そこで琉球新報(3月16日)を見てびっくり。「県、届け出を受理する方向」という見出しに、胸におもりが落ちたような思い。安和に行く日なのに、気が重い…。
しかし、私の方にも早とちりがあり、受理したから、すぐ許可を出すことにはならないということです。ただ、県は自然公園法に基づき中止やその他の景観保全を求める場合、30日以内に結論を出さなければなりません。知事は「人道的にいけないということが、法律的につながるかを懸命に探している」と述べ、止める権限の洗い出しを庁内に指示しているそうです。苦労しているのです。
▽宜野座村が反対決議
宜野座村議会は、どちらかというと保守系。

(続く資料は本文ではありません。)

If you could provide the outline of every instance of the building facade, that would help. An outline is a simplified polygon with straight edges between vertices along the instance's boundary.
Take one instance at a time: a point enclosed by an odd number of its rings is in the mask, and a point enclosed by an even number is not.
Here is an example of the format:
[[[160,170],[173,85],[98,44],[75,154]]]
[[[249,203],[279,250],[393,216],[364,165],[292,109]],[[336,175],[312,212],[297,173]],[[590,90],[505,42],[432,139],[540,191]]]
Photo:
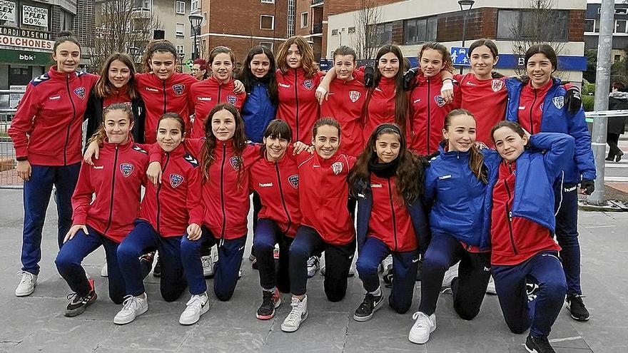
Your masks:
[[[327,1],[327,0],[325,0]],[[572,82],[582,81],[587,68],[584,57],[585,0],[554,0],[545,14],[549,19],[531,26],[533,11],[520,0],[477,0],[467,13],[465,46],[462,45],[465,11],[456,1],[407,0],[380,6],[379,20],[373,26],[372,47],[392,43],[399,45],[404,56],[416,64],[421,45],[436,41],[447,48],[468,47],[475,39],[493,39],[500,51],[496,68],[512,75],[523,68],[525,47],[540,34],[551,40],[559,54],[559,75]],[[355,46],[359,41],[355,11],[330,16],[327,34],[328,56],[340,43]],[[539,32],[540,31],[540,32]],[[461,51],[462,53],[462,51]],[[461,57],[458,56],[459,57]]]

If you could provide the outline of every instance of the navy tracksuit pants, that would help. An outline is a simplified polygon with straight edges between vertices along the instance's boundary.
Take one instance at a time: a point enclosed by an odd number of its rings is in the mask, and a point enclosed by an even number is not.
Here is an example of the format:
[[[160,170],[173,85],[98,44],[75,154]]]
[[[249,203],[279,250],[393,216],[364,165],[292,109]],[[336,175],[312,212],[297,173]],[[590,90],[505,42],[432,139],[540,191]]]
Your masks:
[[[504,319],[510,330],[547,337],[567,292],[564,272],[554,251],[539,252],[514,266],[493,265],[491,271]]]
[[[375,292],[380,287],[378,267],[389,255],[392,255],[392,290],[388,296],[388,304],[397,312],[403,314],[412,305],[419,262],[418,251],[391,251],[379,239],[366,237],[358,252],[355,268],[364,289],[367,292]]]
[[[201,246],[203,242],[208,242],[212,247],[221,242],[214,237],[206,226],[201,227],[202,234],[196,240],[188,239],[188,235],[181,237],[181,261],[183,272],[188,281],[190,293],[200,295],[207,290],[207,283],[203,276],[203,264],[201,262]],[[218,300],[226,301],[233,295],[238,284],[238,274],[244,255],[246,235],[236,239],[225,239],[218,244],[218,260],[214,266],[213,292]]]
[[[24,226],[22,233],[22,270],[39,274],[41,260],[41,231],[52,187],[56,188],[55,201],[59,215],[57,241],[59,249],[72,225],[72,194],[78,180],[81,163],[70,165],[31,165],[31,174],[24,182]]]
[[[118,264],[126,287],[126,294],[137,297],[144,292],[142,264],[139,257],[159,250],[161,277],[159,289],[166,302],[176,300],[186,290],[187,283],[181,265],[181,237],[162,237],[151,223],[143,220],[135,222],[135,228],[118,247]]]
[[[556,240],[562,249],[560,259],[567,279],[567,295],[582,295],[580,288],[580,244],[578,242],[578,185],[554,185]]]
[[[274,220],[260,218],[257,222],[253,244],[260,272],[260,285],[265,290],[277,287],[290,292],[290,245],[293,238],[283,234]],[[279,244],[279,266],[275,270],[275,244]]]
[[[454,309],[465,320],[477,315],[490,278],[490,252],[469,252],[447,234],[435,234],[425,252],[419,311],[436,311],[445,272],[458,261],[458,277],[452,282]]]
[[[355,252],[355,241],[344,245],[325,242],[314,228],[301,225],[290,246],[290,290],[303,295],[308,285],[308,259],[325,252],[325,294],[330,302],[340,302],[347,293],[347,277]]]

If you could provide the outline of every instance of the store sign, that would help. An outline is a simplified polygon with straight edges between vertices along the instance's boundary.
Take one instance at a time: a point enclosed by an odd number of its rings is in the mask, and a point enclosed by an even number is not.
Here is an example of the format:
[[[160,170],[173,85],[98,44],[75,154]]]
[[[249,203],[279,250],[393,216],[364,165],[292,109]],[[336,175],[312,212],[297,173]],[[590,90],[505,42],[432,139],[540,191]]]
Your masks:
[[[15,22],[15,3],[0,0],[0,21]]]
[[[54,42],[52,41],[46,39],[34,39],[31,38],[14,37],[0,34],[0,46],[51,51],[54,44]]]
[[[22,5],[22,24],[48,27],[48,9]]]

それが県下のトップを切って議会で決議するとは。
キャンプシュワーブに宜野座村からやってくる方に聞くと、「戦争中、宜野座は捕虜収容所になった。苦労とつらさを体験したからだろう」と言っていました。
私の義父の兄も、捕虜になって宜野座村に収容されていました。当時16か17歳。手先が器用で時計屋に勤めていました。日本脳炎の後遺症が残り、癲癇発作も。そのため他の兄弟は兵隊に行きましたが、本人は沖縄に残って、戦(いくさ)に巻き込まれ、身内と離ればなれになりました。戦後、「宜野座村の城原の収容所で姿を見た」と聞き、着物や食べ物を持って迎えに行った。
案内されたのは、名前の書かれた木の棒のところ。その下に遺骨となって葬られていたのです。喜びで迎えるはずが、悲しみの対面になりました。今か今かと帰りを待ちわびていた家族も、頭にバーキ(籠)を載せて坂を上ってくる母親の姿にうちのめされ、遺骨に涙したとのことです。
どこよりも早く議会決議を決めた宜野座の方たちは、このような苦労、悲しみを伝承してきたのでしょう。那覇市、南城市も決め、わが読谷村も決議すると。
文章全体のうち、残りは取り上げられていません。